By the time the patients in public hospitals finally start treatment, the disease is usually at an advanced stage.
The inquiry done by Aga Khan University Hospital found that the average time between initial symptoms of the disease and when treatment begins is 10 months for patients in public hospitals.
For those in private facilities, the period is 162 days, which is about five and half months.
Latest data by Globocan lists breast cancer as the leading cancer in the country, with 5,985 new cases reported in 2018. There were 2,553 deaths in the same period, which means at least four out of 10 patients diagnosed with the disease died.
The findings of the inquiry were presented by the university's Associate Dean, Clinical Affairs, Dr Majid Twahir, at the Breast Cancer Symposium that ended on Friday.
The inquiry looked into 314 patient files at Kenyatta National Hospital and Aga Khan University Hospital and involved patients who have been diagnosed with breast cancer in the last two years.
“In public sector, it took longer for patients to seek treatment and most time the disease will be at an advanced stage,” said Twahir.

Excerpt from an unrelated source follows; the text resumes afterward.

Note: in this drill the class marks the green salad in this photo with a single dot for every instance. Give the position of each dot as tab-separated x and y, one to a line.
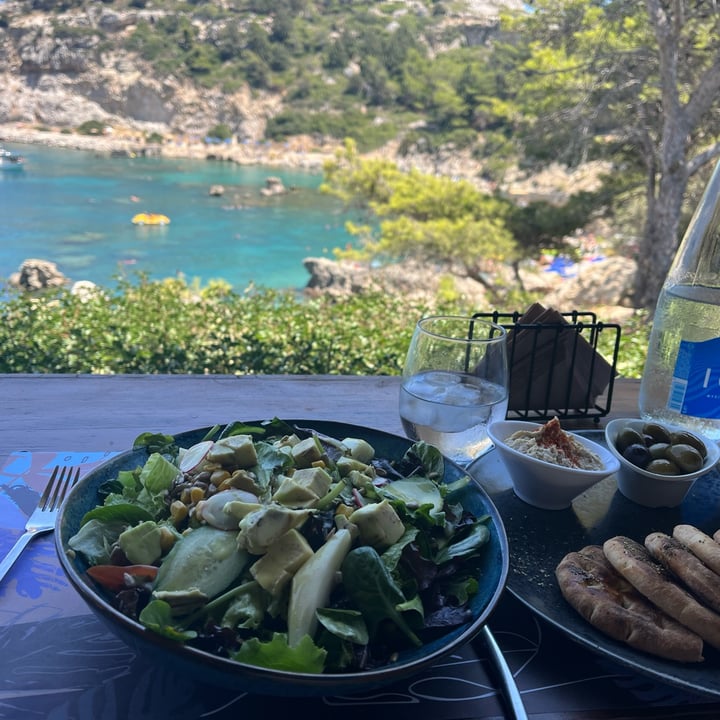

The turnaround time of tests and procedures was also found to be a reason for the delay. This is the period between when a diagnostic test is ordered or specimen submitted to the lab and when the results are delivered.
For example, the turnaround time for a biopsy or an immunohistochemistry (IHC) test in a public hospital is 38 days. In a private hospital it is 10 days.
IHC is a special test that determines if the cancer cells have the necessary receptors to guide on the kind of treatment therapy to be used.
A pathologist’s report may take 42 days in a public facility and just a month in a private one. The turnaround time for imaging diagnostics is 74 days in a public hospital and 110 days in a private facility.
For surgical procedures, which in this case include mastectomy and breast reconstruction, a patient has to wait for 31 days in a public hospital and 15 days in private.
For systemic treatment, like chemotherapy, the average wait time is three months in a public facility and four months in a private facility.
The delay, as explained by Twahir, is not necessarily due to hospital systems even as he admitted that while there are facilities without the necessary equipment, there is also a shortage of specialists.
He said cost also played a significant role.
“When it was simple tests like full blood work, many patients would do it but when complex tests were ordered, some dropped out,” he said.
Twahir said due to the long distance covered by patients to reach a specialised facility, some of them have incurred huge costs.
While the inquiry, which also looked into similar cases in Ghana and Nigeria, noted that at least 85 per cent of the patients had an insurance cover, Twahir noted that out of pocket costs were inevitable.
“If you are travelling like 300km, you have to cater for your transport, accommodation of both yourself as the patient and at least a family member who will look after you,” he said.